Court Opinion

ID: 9439633
Source: CourtListenerOpinion
Date Created: 2023-08-03 06:41:03.043531+00
Date Added: 2024-06-11T17:26:32.164492
License: Public Domain

TATEL, Circuit Judge,
concurring:
I agree with my colleagues that under our reverse-FOIA case law, the Exemption 4 test outlined in National Parks & Conservation Ass’n v. Morton, 498 F.2d 765, 770 (D.C.Cir.1974), applies to line-item government contract prices like the ones at issue here. See Maj. Op. at 39-40; McDonnell Douglas Corp. v. Air Force, 375 F.3d 1182, 1187-92 (D.C.Cir.2004); McDonnell Douglas Corp. v. NASA, 180 F.3d 303, 305-07 (D.C.Cir.1999). Because the Air Force has merely renewed arguments we have already rejected, and because it has offered inadequate support for its claim that transaction costs will almost certainly preclude it from switching to a new contractor, see Maj. Op. at 42, I join the court’s decision.
That said, I believe Judge Garland had it right in his McDonnell Douglas v. Air Force dissent. Not only did he persuasively critique how the court there applied the National Parks competitive harm test to facts closely resembling the record here, 375 F.3d at 1194-1203 (Garland, J., dissenting), but he also rightly questioned “whether it makes sense to regard prices actually paid by the government as trade secrets ‘of any person’ under the Trade Secrets Act or as confidential commercial or financial information ‘obtained from a person’ under Exemption Four of FOIA,” id. at 1203 (citations omitted).
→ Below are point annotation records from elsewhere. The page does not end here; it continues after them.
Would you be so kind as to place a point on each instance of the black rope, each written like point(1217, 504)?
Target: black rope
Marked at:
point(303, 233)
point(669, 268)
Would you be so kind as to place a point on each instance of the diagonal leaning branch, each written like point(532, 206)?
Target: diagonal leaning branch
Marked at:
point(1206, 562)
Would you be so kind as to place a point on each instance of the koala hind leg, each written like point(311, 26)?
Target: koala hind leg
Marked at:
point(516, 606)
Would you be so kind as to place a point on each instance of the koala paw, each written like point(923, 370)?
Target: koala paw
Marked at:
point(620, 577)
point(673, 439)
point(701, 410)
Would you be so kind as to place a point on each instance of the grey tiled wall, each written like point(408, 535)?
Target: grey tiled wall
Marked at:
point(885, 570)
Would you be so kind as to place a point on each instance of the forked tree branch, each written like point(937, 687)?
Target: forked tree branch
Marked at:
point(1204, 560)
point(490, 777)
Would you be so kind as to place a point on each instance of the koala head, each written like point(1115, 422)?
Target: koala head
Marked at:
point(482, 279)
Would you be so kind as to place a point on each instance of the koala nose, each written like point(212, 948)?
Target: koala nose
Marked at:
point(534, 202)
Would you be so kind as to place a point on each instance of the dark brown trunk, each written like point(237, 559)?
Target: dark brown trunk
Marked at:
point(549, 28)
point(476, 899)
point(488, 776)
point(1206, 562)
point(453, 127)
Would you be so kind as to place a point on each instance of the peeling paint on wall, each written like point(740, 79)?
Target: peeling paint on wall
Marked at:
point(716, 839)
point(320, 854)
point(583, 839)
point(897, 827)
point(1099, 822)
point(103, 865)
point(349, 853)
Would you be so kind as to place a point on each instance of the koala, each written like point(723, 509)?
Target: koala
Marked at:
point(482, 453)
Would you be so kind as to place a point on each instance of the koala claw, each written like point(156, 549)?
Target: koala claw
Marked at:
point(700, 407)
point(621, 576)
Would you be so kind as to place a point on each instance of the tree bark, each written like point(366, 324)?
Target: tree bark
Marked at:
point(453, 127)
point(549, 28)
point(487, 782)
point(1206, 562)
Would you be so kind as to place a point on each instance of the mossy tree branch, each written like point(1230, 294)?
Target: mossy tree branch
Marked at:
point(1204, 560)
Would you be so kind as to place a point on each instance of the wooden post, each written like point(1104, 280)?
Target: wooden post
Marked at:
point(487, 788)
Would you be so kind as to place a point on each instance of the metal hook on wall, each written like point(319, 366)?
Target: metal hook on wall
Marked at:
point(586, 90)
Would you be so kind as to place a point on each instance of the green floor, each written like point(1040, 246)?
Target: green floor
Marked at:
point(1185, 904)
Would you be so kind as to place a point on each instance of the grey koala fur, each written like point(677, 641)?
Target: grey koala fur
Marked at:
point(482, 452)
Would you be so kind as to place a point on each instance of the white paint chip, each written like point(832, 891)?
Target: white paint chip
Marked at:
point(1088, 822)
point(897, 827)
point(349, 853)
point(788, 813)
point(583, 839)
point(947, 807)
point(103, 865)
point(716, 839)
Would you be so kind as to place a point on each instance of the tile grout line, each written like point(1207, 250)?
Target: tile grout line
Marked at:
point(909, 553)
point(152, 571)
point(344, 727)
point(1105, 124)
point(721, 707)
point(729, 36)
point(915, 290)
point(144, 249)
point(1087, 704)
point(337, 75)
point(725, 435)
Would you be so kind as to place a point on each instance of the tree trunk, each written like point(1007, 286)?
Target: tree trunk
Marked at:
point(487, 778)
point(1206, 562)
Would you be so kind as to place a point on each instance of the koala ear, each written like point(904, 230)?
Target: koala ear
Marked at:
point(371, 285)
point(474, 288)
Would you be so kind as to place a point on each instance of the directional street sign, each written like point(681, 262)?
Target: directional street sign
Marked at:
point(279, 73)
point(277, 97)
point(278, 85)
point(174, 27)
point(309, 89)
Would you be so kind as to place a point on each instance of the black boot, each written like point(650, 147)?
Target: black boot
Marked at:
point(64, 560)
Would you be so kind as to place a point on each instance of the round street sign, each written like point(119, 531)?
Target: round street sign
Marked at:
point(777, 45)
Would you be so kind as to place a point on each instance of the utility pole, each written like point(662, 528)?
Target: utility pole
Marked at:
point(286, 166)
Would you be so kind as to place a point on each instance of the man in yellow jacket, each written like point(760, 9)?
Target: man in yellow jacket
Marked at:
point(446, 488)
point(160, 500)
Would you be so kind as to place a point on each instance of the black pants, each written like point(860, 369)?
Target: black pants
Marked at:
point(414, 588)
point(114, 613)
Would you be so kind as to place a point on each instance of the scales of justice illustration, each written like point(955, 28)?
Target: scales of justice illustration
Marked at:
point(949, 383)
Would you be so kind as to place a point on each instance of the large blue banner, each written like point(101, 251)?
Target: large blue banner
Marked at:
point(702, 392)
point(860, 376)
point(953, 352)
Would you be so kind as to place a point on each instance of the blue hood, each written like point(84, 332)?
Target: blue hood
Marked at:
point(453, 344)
After all, given that FOIA’s primary purpose is to inform citizens about “what their government is up to,” Dep’t of Justice v. Reporters Comm, for Freedom of the Press, 489 U.S. 749, 773, 109 S.Ct. 1468, 103 L.Ed.2d 774 (1989), it seems quite unlikely that Congress intended to prevent the public from learning how much the government pays for goods and services. Moreover, the Air Force, as its position in this case well demonstrates, would prefer to disclose contract line-item and option prices because in a competitive bidding environment such information may well save money for the government and the taxpayers who fund it. By contrast, entities whose interests lie in charging government agencies as much as possible, or in preventing others from charging less for the same services, would prefer to keep such data confidential.
Thus, applying the National Parks competitive harm test to agreed-upon prices in government contracts “may bar disclosure of such prices in the very situation in which the public interest in disclosure is at its apogee.” McDonnell Douglas v. Air Force, 375 F.3d at 1203 (Garland, J., dissenting). Like Judge Garland, I find that *44result troubling and inconsistent with FOIA’s fundamental objective. But believing the question settled in this circuit, I am compelled to join the court’s conclusion that the Air Force must keep the requested pricing information free from public scrutiny.